Yesterday, I went to the Angelika Film Center and saw Jane Austen Wrecked My Life, a 2024 French romantic comedy written and directed by Laura Piani. The film stars Camille Rutherford as Agathe, a young Parisian woman who works at Shakespeare & Company with her best friend Félix (Pablo Pauly). She lives with her sister and her six-year-old nephew, and is struggling with trauma since her parents were killed in an automobile accident in which she was injured. She takes her bicycle everywhere and is afraid to get in cars. She is told by her writing teacher not to write "cheap romances" anymore and to get out of her comfort zone, but when she's drinking sake in a Chinese restaurant, she imagines a man's face at the bottom of her cup and fantasizes about him, inspiring her to write romances. She has confused, unrequited feelings for Félix, who is a casual player in dating, and she hasn't had sex in two years. She isn't into the dating app culture or swiping, and is lonely and pines for more of a romantic connection.
Her sister tells her she needs to break out of her funk and get out of her head. Then, she gets an invite in the mail to the Jane Austen Residency in England, a two-week writing retreat. Félix, knowing that she adores Austen and identifies with Anne Elliot, the heroine of Persuasion (for being an old maid), secretly sent her work to them and got her accepted. She reluctantly goes, taking the Channel ferry across from Paris to London, and she kisses Félix and departs.

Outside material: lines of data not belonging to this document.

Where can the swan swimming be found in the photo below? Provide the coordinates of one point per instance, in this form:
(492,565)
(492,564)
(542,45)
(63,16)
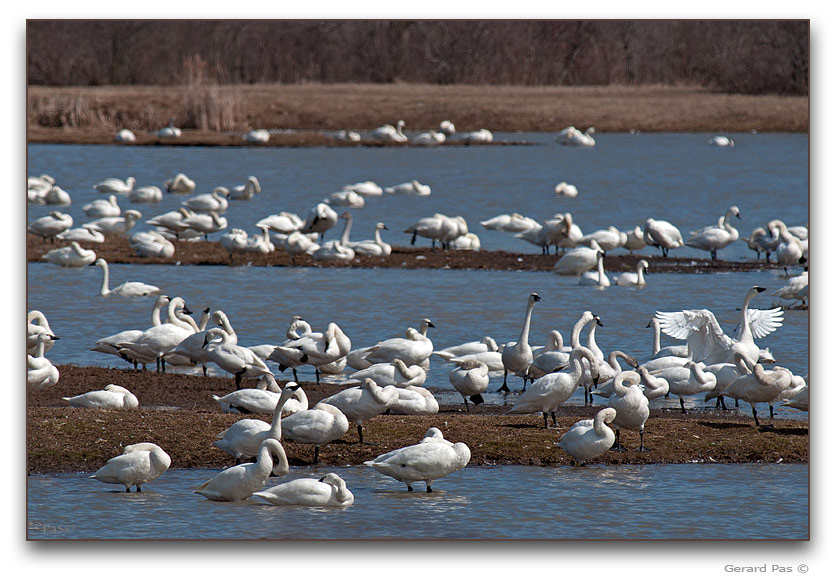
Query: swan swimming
(589,438)
(110,397)
(431,459)
(239,482)
(124,289)
(139,464)
(327,491)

At the ferry's terminal in England, she is picked up by Oliver (Charlie Anson), a distant descendant of Jane Austen, who is not a fan of her work, and takes her to the retreat in a mansion, hosted by his elderly parents. There, she meets the other writers, and struggles with writer's block, and over the course of the time, struggles with her romantic feelings towards Félix and later Oliver, who starts off seeming arrogant but opens up more to Agathe about his personal struggles.
I really enjoyed this film. I liked how it was mostly about a woman struggling with her creative process as a writer, dealing with trauma from her past, and learning how to get out of her writer's block to be an artist and let go. I wasn't as into the love triangle parts, finding it predictable as who she would end up with, but it's a romantic comedy, so I knew that would be a part of it going in.
Rutherford is really lovely and charming as a lead, with romantic dark brown curls, and is French-British in real life and fluent in French and English, as is her character, and the film is written so that the majority of characters are bilingual in both languages, easily switching between both languages whenever they want. I really enjoyed her connection with Oliver's mom Beth (Liz Crowther), an old English woman speaking to her in French and being very hospitable and sweet, and encouraging her in her talents and passion as a writer. I also liked when she developed friendships with two other women (Annabelle Lengronne; Lola Peprow) at the residency, of them being supportive of each other and going out to a bar to sing and get drunk and have fun. In the film opening, there's a fun scene of Agathe in the bookstore singing along to the song "Cry to Me" by Solomon Burke, and it's really adorable and cute.
I thought this was a really nice movie, a sweet bilingual romantic comedy, and I'm happy I checked it out.